I dodaje: To, czym teraz powinniśmy się zająć, wyprzedzając trochę wejście na rynek nowych stymulatorów, jest szeroka edukacja lekarzy radiologów i techników radiologii, którzy powinni być pewni i odpowiednio wyedukowani w zakresie bezpieczeństwa realizacji badań u pacjentów ze stymulatorem nowej generacji. Ważne jest bowiem to, by chorych z tym stymulatorem nie wykluczać z pogłębionej diagnostyki obrazowej.
Specjalista uważa, że nadal przeprowadza się zbyt mało zabiegów neuromodulacji krzyżowej. Jego zdaniem wiąże się to z różnymi czynnikami: czasem lekarze nie mają możliwości zaoferowania takiej metody swoim pacjentom, ponieważ oddział nie realizuje tych procedur.

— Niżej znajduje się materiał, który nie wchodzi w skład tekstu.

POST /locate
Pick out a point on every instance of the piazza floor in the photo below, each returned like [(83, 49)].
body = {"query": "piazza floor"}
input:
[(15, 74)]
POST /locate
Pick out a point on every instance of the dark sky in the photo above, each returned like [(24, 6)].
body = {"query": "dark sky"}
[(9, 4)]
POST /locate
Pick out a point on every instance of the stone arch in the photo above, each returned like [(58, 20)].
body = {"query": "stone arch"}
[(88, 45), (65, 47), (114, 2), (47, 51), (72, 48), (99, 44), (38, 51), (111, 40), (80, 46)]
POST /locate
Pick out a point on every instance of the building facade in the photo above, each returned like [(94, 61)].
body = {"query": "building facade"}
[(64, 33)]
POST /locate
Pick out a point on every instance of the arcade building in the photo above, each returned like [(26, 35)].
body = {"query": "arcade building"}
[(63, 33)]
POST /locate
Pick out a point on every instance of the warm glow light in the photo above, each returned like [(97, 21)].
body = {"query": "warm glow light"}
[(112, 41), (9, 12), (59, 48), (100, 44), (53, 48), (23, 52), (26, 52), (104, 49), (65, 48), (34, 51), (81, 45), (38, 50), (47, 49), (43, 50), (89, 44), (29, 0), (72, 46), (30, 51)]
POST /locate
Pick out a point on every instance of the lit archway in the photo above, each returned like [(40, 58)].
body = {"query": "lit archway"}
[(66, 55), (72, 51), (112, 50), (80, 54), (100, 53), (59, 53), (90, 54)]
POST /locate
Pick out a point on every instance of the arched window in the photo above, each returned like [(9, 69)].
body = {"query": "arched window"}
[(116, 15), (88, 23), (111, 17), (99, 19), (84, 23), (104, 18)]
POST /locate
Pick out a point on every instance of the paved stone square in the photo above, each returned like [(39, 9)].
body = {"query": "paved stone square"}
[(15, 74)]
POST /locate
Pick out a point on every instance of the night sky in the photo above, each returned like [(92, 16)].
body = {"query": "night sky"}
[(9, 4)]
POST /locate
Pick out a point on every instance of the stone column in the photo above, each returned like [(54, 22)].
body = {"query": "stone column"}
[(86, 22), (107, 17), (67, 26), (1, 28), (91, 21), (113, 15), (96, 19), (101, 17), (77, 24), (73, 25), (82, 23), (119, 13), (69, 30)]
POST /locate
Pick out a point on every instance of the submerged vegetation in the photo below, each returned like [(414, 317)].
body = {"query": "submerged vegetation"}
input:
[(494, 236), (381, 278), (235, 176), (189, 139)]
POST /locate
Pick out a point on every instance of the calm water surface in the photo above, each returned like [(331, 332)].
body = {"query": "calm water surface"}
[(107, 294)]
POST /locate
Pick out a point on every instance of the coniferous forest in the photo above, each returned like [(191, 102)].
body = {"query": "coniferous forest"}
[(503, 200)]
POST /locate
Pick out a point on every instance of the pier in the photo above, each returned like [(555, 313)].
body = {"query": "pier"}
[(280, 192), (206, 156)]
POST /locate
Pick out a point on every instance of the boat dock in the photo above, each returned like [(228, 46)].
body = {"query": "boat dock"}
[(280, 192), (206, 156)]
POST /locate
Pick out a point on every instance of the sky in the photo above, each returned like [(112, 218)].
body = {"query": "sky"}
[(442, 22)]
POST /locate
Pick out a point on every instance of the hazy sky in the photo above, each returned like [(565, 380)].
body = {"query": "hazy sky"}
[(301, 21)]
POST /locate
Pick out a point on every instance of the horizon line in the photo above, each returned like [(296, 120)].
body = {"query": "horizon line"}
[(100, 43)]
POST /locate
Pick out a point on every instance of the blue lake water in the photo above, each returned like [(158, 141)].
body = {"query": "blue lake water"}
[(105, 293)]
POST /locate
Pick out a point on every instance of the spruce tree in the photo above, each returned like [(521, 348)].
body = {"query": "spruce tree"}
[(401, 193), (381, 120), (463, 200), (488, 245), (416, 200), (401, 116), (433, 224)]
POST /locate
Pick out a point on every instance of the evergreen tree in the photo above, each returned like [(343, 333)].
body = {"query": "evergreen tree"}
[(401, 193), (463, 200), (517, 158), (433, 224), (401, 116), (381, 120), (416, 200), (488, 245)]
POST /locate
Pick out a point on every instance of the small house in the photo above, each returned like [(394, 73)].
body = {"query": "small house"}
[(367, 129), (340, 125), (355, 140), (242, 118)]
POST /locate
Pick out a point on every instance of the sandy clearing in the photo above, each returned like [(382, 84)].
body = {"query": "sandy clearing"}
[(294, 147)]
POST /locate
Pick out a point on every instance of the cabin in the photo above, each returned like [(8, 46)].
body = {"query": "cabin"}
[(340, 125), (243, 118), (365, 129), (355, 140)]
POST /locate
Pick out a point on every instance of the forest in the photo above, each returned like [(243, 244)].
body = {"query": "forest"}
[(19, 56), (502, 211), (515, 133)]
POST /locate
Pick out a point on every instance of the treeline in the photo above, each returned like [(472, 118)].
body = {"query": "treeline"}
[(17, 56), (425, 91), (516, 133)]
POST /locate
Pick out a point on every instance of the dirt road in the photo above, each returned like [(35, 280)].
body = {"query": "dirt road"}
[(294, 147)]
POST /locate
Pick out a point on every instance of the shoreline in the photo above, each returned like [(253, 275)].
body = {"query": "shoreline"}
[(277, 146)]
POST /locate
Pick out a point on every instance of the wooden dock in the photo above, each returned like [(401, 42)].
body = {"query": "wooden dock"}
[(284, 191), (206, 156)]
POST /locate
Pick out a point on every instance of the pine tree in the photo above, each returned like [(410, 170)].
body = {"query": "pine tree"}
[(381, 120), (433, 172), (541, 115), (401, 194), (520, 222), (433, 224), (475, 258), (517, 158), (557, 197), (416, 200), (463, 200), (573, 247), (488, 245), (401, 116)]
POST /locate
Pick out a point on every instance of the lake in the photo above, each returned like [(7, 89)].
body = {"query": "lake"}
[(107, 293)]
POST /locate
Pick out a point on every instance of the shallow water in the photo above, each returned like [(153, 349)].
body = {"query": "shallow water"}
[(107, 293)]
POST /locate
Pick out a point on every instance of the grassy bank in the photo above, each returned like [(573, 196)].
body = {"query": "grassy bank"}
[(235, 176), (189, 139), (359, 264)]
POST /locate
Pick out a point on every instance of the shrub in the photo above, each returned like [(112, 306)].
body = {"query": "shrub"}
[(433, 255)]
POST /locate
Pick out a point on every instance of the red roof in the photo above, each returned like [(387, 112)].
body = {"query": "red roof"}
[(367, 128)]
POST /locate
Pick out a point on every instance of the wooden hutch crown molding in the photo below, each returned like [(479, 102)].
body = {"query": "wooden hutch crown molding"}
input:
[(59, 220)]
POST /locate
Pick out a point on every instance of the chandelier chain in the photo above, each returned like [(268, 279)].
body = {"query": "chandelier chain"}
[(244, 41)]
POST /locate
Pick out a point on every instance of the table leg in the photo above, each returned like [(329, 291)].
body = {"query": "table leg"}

Zdarza się też, że po prostu preferują farmakoterapię. Problemem są również niskie kontrakty samych oddziałów urologicznych lub ginekologicznych.
Pacjenci potwierdzają, że dzięki neuromodulatorowi mogą normalnie funkcjonować. Pan Janusz Borzyński na łamach Kwartalnika NTM mówi: Kiedyś nie do pomyślenia było to, bym wsiadł do autobusu i na przykład odbył nim godzinną podróż z Pułtuska do Warszawy. Najzwyczajniej w świecie nie byłbym w stanie przejechać tego dystansu bez skorzystania z toalety. Dziś nie jest to dla mnie żadnym problemem, tak jak normalna praca zawodowa, czy spotkania towarzyskie.